En las últimas semanas, el debate sobre quién puede recoger pasajeros y en qué condiciones ha elevado notablemente la temperatura dentro del colectivo.

Por un lado, existen profesionales que defienden un sistema de organización basado en turnos y controles internos para garantizar el funcionamiento del servicio en el aeropuerto. Por otro, varios taxistas independientes consideran que determinadas actuaciones están generando un clima de presión innecesario y cuestionan que algunos colectivos asuman funciones que, a su juicio, corresponden únicamente a las administraciones competentes.

La situación ha provocado un intercambio de reproches que ha terminado por sacar a la luz un malestar que venía acumulándose desde hace tiempo.

Acusaciones mutuas y amenazas de denuncias

El conflicto ha entrado ahora en una fase especialmente delicada. Diversos profesionales han expresado públicamente su rechazo a determinadas iniciativas impulsadas para vigilar el cumplimiento de las normas dentro del aeropuerto.

Al mismo tiempo, algunos conductores advierten de que, si continúa la escalada de tensión, podrían comenzar a recopilar información sobre posibles irregularidades cometidas por otros profesionales fuera del entorno aeroportuario.

La sensación general es que el enfrentamiento ha dejado de centrarse únicamente en la actividad de Loiu para convertirse en una batalla más amplia sobre los límites de actuación de cada colectivo y la aplicación de la normativa en todo el territorio.

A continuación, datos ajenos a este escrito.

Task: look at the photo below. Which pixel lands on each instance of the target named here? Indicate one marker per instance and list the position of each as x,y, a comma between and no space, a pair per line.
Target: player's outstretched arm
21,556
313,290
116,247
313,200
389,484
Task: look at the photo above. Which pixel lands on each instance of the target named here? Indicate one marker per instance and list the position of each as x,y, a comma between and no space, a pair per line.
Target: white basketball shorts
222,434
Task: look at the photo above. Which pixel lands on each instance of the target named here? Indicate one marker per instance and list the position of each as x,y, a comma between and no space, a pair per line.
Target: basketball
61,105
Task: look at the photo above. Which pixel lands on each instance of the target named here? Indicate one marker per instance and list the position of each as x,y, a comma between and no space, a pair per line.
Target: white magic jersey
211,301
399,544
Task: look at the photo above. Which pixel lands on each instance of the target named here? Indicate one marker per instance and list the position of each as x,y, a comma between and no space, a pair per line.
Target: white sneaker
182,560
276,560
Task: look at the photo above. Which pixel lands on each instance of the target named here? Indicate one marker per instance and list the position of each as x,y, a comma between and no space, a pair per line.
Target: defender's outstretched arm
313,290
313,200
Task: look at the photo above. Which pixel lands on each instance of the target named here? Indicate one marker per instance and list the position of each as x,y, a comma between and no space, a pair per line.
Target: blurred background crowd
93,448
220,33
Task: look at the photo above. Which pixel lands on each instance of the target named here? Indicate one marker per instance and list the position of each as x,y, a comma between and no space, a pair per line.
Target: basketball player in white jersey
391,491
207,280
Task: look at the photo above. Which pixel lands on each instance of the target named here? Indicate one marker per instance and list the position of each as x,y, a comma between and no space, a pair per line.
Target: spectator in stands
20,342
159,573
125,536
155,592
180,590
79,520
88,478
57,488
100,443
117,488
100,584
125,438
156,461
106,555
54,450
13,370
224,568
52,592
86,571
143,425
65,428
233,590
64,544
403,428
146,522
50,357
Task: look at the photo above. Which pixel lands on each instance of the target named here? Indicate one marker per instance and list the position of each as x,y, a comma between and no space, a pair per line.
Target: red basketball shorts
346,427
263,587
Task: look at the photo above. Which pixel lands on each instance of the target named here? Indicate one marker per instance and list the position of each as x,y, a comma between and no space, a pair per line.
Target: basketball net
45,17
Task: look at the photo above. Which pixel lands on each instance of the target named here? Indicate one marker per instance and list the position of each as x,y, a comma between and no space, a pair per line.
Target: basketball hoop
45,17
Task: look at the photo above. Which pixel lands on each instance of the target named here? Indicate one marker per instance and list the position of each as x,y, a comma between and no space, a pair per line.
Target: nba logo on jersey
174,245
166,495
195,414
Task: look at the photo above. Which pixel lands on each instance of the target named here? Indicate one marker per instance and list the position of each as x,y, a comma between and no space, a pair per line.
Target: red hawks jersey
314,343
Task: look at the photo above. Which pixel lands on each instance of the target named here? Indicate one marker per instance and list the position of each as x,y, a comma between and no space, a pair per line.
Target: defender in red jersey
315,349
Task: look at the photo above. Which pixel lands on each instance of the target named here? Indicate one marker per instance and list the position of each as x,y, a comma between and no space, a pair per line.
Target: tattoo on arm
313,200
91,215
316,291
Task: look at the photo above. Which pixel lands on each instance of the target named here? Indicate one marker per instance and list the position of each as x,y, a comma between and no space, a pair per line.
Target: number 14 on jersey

Un problema que refleja divisiones históricas

Detrás de la polémica subyace un debate que no es nuevo dentro del sector del taxi: la convivencia entre distintas licencias, municipios y áreas de trabajo.

Algunos profesionales consideran que las reglas deben aplicarse de manera uniforme para todos los operadores, mientras que otros denuncian que determinadas prácticas llevan años produciéndose sin que hayan sido objeto de control efectivo.

La controversia ha reabierto además el debate sobre la gestión de espacios especialmente sensibles, como el aeropuerto, donde confluyen intereses económicos importantes y una elevada competencia por captar servicios.

Preocupación por la imagen del sector

Mientras la disputa gana intensidad, crece también la preocupación entre numerosos taxistas que observan con inquietud cómo el conflicto está dañando la imagen de una profesión que afronta importantes desafíos, desde la competencia de nuevas plataformas hasta los cambios en los hábitos de movilidad.

Muchos profesionales reclaman diálogo y piden que las diferencias se resuelvan por las vías institucionales para evitar una guerra interna que, a su juicio, no beneficia a nadie.

Lo que parece evidente es que el pulso abierto en torno al aeropuerto de Bilbao está lejos de cerrarse. Las posiciones siguen muy alejadas y el enfrentamiento amenaza con seguir escalando si no se encuentra una solución capaz de rebajar la tensión entre las distintas sensibilidades que conviven dentro del taxi vizcaíno.